La Historia que Nunca Tuvimos

El SUEÑO MAS CALIDO

Todo estaba bañado en luz dorada, como si el sol de la tarde se hubiese colado por cada rendija de la vieja casa. Yo tenía pintura blanca en la mejilla, el cabello recogido en un chongo torpe y una blusa suelta que dejaba ver claramente mi vientre redondeado.

Me miré las manos: tenía una brocha en una y la otra descansaba, casi sin pensar, sobre mi estómago.

—¡No te robes mis herramientas! —se oyó la voz de David desde el otro lado del cuarto.

Giré y lo vio venir con una tabla de madera al hombro, el cabello despeinado y una sonrisa que parecía no caberle en la cara. Tenía polvo en la camiseta y una mancha de pintura azul en la frente.

—No me las robé —respondí riendo—, me las apropié legalmente como esposa embarazada.

David soltó una carcajada y dejó la tabla en el suelo. Luego se acercó y se agachó un poco para quedar a mi altura. Me limpió con cuidado la mejilla manchada, pero no dijo nada. Solo me miró como si el mundo entero se resumiera en mí.

—¿Qué? —pregunté, fingiendo fastidio.

—Nada. Es solo que… no me creo esto —dijo él, apoyando una mano en mi vientre—. Cada mañana me despierto esperando que esto sea un sueño. Pero no lo es. Estás aquí. Estamos aquí.

Sentí una punzada de ternura. Lo abracé con una lentitud suave, como si no quisiera romper la burbuja de ese instante. Podía sentir su respiración en el cuello, el calor de su cuerpo, el peso cálido de la felicidad.

—Si esto es un sueño —susurré—, no quiero despertar nunca.

David no respondió. Solo me abrazó más fuerte.

Y entonces, algo cambió.

Una vibración extraña. Una grieta en el aire. Un sonido lejano… como si algo golpeara el mundo por fuera del sueño.
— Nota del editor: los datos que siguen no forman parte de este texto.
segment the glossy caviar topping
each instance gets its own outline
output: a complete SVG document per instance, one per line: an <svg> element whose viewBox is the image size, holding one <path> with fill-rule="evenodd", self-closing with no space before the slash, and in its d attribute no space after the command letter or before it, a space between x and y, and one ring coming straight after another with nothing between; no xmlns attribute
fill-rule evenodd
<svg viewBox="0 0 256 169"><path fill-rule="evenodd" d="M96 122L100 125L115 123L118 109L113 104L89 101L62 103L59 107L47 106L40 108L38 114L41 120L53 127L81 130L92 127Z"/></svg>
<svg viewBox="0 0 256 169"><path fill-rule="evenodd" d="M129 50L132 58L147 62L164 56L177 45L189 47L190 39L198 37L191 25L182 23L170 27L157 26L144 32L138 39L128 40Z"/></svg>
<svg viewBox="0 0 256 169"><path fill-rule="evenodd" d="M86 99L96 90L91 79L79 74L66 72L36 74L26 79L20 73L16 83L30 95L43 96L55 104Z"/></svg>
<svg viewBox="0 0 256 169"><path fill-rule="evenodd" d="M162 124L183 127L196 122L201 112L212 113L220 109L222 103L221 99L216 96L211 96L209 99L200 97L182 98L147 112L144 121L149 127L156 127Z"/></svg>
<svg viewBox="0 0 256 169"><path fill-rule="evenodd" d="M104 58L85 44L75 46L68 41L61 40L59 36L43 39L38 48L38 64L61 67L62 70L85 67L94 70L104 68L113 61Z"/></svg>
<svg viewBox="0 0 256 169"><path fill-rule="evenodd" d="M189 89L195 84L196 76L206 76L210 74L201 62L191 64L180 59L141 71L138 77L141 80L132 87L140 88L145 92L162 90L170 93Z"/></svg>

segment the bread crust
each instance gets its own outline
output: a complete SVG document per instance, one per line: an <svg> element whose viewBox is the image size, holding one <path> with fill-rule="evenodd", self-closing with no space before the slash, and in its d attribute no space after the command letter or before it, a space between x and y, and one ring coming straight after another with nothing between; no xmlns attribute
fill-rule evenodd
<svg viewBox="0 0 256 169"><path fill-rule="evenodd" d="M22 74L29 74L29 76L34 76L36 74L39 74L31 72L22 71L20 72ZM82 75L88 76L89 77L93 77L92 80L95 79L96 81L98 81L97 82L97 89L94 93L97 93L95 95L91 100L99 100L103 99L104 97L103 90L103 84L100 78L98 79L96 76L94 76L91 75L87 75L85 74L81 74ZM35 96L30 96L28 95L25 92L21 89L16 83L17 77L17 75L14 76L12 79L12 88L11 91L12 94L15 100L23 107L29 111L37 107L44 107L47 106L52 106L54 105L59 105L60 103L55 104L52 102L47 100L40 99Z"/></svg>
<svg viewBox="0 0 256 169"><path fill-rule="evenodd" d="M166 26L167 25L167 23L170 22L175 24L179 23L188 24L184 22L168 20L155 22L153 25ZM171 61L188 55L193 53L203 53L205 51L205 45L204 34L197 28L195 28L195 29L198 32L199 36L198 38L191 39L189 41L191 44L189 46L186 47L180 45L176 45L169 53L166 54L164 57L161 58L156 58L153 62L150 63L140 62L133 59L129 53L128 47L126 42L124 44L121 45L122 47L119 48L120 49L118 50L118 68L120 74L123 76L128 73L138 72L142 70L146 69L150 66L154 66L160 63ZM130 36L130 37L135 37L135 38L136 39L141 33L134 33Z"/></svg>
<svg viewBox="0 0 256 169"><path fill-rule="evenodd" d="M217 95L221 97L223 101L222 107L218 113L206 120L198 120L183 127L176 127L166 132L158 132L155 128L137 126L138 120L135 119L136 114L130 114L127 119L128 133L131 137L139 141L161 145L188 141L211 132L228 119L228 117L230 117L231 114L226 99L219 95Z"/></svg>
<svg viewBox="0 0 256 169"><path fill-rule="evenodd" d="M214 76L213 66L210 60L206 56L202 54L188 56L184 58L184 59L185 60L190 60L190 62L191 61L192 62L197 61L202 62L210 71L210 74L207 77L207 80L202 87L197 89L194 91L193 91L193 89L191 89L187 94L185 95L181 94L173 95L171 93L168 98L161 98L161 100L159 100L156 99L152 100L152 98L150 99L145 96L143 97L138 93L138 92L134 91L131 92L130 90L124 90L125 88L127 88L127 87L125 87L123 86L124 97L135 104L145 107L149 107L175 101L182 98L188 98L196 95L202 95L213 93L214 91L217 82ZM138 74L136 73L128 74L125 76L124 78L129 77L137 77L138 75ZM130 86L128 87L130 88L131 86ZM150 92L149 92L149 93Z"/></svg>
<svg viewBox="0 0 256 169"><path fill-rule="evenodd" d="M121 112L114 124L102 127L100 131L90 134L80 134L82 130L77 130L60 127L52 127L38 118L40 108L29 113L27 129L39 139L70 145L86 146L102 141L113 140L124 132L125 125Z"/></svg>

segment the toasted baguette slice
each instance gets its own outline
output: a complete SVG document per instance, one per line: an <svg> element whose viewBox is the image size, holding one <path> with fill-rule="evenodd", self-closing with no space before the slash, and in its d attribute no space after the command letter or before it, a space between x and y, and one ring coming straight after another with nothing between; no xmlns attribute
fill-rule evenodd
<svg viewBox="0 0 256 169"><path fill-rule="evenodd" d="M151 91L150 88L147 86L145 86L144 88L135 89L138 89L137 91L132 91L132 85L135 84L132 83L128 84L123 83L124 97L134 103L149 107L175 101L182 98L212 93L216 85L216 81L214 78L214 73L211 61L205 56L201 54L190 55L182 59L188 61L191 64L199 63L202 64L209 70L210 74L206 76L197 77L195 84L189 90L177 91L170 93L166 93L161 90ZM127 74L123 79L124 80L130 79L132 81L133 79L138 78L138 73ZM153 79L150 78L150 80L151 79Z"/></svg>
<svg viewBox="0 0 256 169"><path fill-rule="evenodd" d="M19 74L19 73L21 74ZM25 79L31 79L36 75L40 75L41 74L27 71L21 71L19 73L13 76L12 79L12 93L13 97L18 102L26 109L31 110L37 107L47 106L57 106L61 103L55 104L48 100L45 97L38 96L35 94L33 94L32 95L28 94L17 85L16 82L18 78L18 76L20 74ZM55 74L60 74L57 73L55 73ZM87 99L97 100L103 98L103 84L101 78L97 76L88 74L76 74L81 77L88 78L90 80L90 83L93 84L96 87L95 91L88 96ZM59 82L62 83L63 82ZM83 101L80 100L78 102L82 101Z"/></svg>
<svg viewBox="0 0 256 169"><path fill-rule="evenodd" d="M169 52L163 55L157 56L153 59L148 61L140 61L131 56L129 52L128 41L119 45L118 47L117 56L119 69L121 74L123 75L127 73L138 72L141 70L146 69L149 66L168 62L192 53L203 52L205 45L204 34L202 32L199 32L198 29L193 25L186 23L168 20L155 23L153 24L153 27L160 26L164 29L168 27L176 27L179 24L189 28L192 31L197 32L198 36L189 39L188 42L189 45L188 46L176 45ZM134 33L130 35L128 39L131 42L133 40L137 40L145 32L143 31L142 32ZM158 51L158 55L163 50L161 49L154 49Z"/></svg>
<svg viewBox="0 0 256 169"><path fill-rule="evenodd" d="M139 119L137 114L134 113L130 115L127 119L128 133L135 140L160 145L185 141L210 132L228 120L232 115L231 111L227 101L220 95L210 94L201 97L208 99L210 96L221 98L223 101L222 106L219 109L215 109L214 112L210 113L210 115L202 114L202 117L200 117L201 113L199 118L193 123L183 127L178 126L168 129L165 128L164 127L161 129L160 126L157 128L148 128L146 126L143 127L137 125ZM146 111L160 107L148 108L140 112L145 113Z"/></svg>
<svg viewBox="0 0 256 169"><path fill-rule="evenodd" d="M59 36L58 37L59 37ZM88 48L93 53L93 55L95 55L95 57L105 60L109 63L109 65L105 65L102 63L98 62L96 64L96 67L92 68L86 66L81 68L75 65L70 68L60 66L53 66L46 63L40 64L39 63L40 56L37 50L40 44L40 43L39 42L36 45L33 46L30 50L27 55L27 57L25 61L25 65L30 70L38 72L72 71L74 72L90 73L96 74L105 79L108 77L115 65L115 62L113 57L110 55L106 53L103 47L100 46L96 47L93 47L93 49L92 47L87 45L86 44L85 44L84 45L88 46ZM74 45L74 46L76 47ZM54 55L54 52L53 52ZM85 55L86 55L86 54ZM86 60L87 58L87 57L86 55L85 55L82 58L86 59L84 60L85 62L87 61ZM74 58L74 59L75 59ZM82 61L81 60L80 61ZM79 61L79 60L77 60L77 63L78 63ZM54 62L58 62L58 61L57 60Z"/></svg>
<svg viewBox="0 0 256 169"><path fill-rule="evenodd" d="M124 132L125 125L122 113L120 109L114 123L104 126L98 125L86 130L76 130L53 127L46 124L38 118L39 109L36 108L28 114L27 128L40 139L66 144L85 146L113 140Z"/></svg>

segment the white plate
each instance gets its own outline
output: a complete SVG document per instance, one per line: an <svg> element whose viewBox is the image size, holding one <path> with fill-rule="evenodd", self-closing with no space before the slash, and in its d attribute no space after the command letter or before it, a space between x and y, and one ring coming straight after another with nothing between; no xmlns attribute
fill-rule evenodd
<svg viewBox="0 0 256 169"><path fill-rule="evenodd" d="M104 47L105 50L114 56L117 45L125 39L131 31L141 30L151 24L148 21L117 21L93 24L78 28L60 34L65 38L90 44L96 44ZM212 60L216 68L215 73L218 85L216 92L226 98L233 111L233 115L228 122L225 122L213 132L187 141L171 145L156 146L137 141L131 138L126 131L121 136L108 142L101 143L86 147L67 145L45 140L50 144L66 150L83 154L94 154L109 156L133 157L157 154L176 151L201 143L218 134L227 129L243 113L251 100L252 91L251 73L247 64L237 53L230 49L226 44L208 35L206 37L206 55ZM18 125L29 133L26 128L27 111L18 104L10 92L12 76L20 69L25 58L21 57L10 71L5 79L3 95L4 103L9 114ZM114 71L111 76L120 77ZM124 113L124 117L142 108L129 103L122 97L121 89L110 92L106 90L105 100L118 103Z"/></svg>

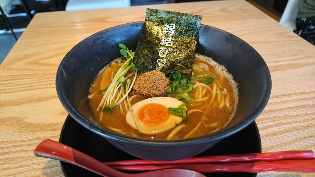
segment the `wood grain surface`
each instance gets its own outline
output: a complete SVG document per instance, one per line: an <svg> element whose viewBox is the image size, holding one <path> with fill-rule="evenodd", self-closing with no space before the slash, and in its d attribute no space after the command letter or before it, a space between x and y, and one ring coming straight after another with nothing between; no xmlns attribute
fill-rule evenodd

David se separó un poco, y en su rostro había algo nuevo. No miedo. No tristeza.
Era… conciencia.

—No tienes que despertarte todavía —me dijo con una voz más baja, casi fantasmal—. Pero cuando lo hagas… recuerda esto. Recuerda que fuiste feliz conmigo.
Que aún puedes volver.

Yo intentaba responder, pero la luz empezó a deshacerse. Todo se volvió blanco.
Y en el último segundo antes de abrir los ojos, escuché una risa. La risa de un niño que aún no existía.

Desperté con lágrimas en los ojos. No de tristeza.
De alegría y confusión.

Me senté en la cama con el corazón acelerado, como si acabara de correr una maratón en sueños. La habitación estaba en penumbra, apenas iluminada por la luz azul del amanecer colándose entre las cortinas.

Me toqué el vientre, aún con la sensación física de haber llevado algo dentro. Alguien.

Abracé mis piernas, tratando de recordar cada detalle. La pintura blanca. El sonido de la madera al caer. La voz de David llamándome “esposa”. Y esa risa… Esa risa pequeña. Alegre. De un niño que no existía.

Caminé en silencio hasta mi escritorio, encendí la lámpara y tomé mi cuaderno.
Comencé a escribir.

“Soñé con él de nuevo. Esta vez no había guerra, ni sirenas, ni sombras.

Era nuestro hogar.

Yo estaba embarazada. Él no dejaba de mirarme como si no pudiera creerlo. Como si el universo le hubiera hecho un favor enorme que no se sentía merecedor de recibir.

Me dijo que si despertaba, debía recordar que fuimos felices. Que aún podíamos volver.”

¿Volver a dónde?

¿A ese lugar? ¿A ese tiempo? ¿A él?

Cerré el cuaderno con manos temblorosas.

-Se sintió tan real, como es eso posible?